UNITED STATES DISTRICT COURT DISTRICT OF CONNECTICUT
Jun 12, 2018
No. 3:17MJ01849(SALM) (D. Conn. Jun. 12, 2018)

Opinion

No. 3:17MJ01849(SALM)

06-12-2018

UNITED STATES OF AMERICA v. JORGE ALBERTO BLAS SANCHEZ


ORDER OF DISMISSAL WITHOUT PREJUDICE

The government has moved to dismiss the Complaint in this matter without prejudice. See Doc. #40. The Court directed counsel for the defendant to file a response to this motion [Doc. #41]; in his response, defendant seeks dismissal with prejudice. See Doc. #42.

Defendant argues that the Complaint should be dismissed with prejudice because "the crime is not of a serious nature." Doc. #42 at 1. Further, defendant argues, the government failed to file any Indictment in this matter for a period far exceeding the 30-day limitation of the Speedy Trial Act, asserting that the government has provided no sufficient "explanation for its apparent negligence in failing to indict the defendant within a reasonable time, let alone the required thirty (30) day period." Id. at 1-2.

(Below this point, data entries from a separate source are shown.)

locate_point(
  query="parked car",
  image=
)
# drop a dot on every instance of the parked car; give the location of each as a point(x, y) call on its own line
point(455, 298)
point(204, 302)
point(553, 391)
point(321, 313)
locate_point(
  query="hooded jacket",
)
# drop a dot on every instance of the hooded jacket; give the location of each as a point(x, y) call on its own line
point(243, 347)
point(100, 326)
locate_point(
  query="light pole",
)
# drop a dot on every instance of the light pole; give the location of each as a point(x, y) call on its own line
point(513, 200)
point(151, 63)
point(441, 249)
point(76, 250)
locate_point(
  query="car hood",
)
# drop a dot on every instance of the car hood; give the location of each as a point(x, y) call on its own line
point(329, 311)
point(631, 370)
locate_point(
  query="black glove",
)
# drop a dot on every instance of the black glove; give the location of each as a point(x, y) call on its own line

The government filed a Memorandum in Support of its Motion to Dismiss Criminal Complaint Without Prejudice in reply to defendant's response to the motion to dismiss. [Doc. #44]. In that reply, the government asserts that because defendant waived Speedy Trial time through and including June 12, 2018, there has been no Speedy Trial violation and, thus, the standards of 18 U.S.C. §3162(a)(1) are inapplicable to a determination of whether this matter should be dismissed with, or without, prejudice. See id. at 1. Instead, the government seeks dismissal pursuant to Federal Rule of Criminal Procedure 48(a). See id.

PROCEDURAL BACKGROUND

A review of the procedural history is warranted in light of defendant's response to the government's motion to dismiss. On December 18, 2017, defendant filed a motion to continue the preliminary hearing scheduled for December 22, 2017, on the grounds that he needed additional time to "review discovery" and to "investigate various matters" before making a decision as to how to proceed. Doc. #11 at 1, 2. Defendant also filed a written waiver entitled "WAIVER OF SPEEDY TRIAL, RETURN OF INDICTMENT WITHIN 30 DAYS, AND IMMEDIATE PROBABLE CAUSE HEARING" on December 18, 2017. Doc. #12 at 1. In that document, defendant asserted that he "understands that by signing this waiver, he will be giving up the rights accorded to him by the Speedy Trial Act, 18 U.S.C. §3161 ... including his right to indictment within 30 days" and other rights. Id. That waiver extended to January 15, 2018. See id. at 2. The Court made express findings on December 20, 2017, that "a continuance of these deadlines is in the best interest of the defendant; that he knows his rights under the relevant rules and statutes; that the interest of the public in a speedy trial is outweighed by the parties' interest in a continuance in this matter; and that a continuance of both deadlines is in the interest of justice." Doc. #15.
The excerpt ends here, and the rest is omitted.